= Vladimír Lulek =

Czech mass murderer

Vladimír Lulek (21 May 1953 – 2 February 1989) was a Czech mass murderer who killed his wife and four children on 22 December 1986, and also attempted to kill his neighbour. He was born in Šťáhlavy in 1953, and executed on 2 February 1989 at Pankrác Prison in Prague.

== Background ==
Lulek's background included numerous criminal convictions for theft, robbery, and bodily harm. He was in prison for almost seven years between 1972 and 1979. Vladimír and Jaroslava married in 1983. He reports their marriage was good in the beginning but then the two began to drink heavily together. During this period, they would fight constantly about money. According to family and neighbors, Lulek reportedly beat her and threw knives at her but she refused to back down no matter how dangerous or violent her husband became towards her. The neighbours reported constant yelling and arguments erupting from their apartment.

== Murder ==
On 22 December 1986, Lulek's wife, Jaroslava, and 12-year-old daughter, Vendula, were home preparing the house for Christmas while the other two children slept. Meanwhile, Lulek was in town drinking at a pub and returned to his apartment with a new acquaintance from the bar. His wife is frustrated by this and tells him so. The two begin to argue and the disagreement escalates when Lulek walks away and returns with a knife and knife sharpener. His wife stops speaking, as he stares her down sharpening his knife. When she finally spoke, he hit her in the head with the sharpening block twice, knocking her to the floor. She attempted to escape out of the apartment but he ran up to her and began stabbing her in the back. The new acquaintance attempted to intervene and suffered a minor injury before fleeing out the door.
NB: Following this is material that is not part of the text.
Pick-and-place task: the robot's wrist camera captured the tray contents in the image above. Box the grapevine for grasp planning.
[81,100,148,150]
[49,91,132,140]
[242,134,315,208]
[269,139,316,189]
A neighbor hearing the attack, tries to provide first aid to his wife who had been stabbed 36 times. Lulek comes back into the hallway and stabs the neighbour in the stomach. Thankfully, the neighbour was able to get medical intervention in time to save their life. In the meantime, Lulek had gone to the two children who lay in bed sleeping, seven-year-old Kateřina and eight-year-old Přemysl, and stabbed them to death. When police arrived, they found twelve-year-old Vendula and one-year-old Vladimíra also dead in the apartment. Lulek then attempted to slash his own wrists and throat but did not die.

== Trial and execution ==
During his trial, Lulek went on a hunger strike and feigned mental illness as a means to avoid execution. During the duration of his trial, he refused to speak but continued to write coherent, well-thought-out letters to his parents. After assessment by the forensic psychiatric team, he was deemed incapable of rehabilitation. After sitting awaiting his death for 25 months, he was hanged on 2 February 1989.

He was the last person executed in what is today the Czech Republic. (Note: Štefan Svitek was the last person executed in entire Czechoslovakia, on 8 June 1989.)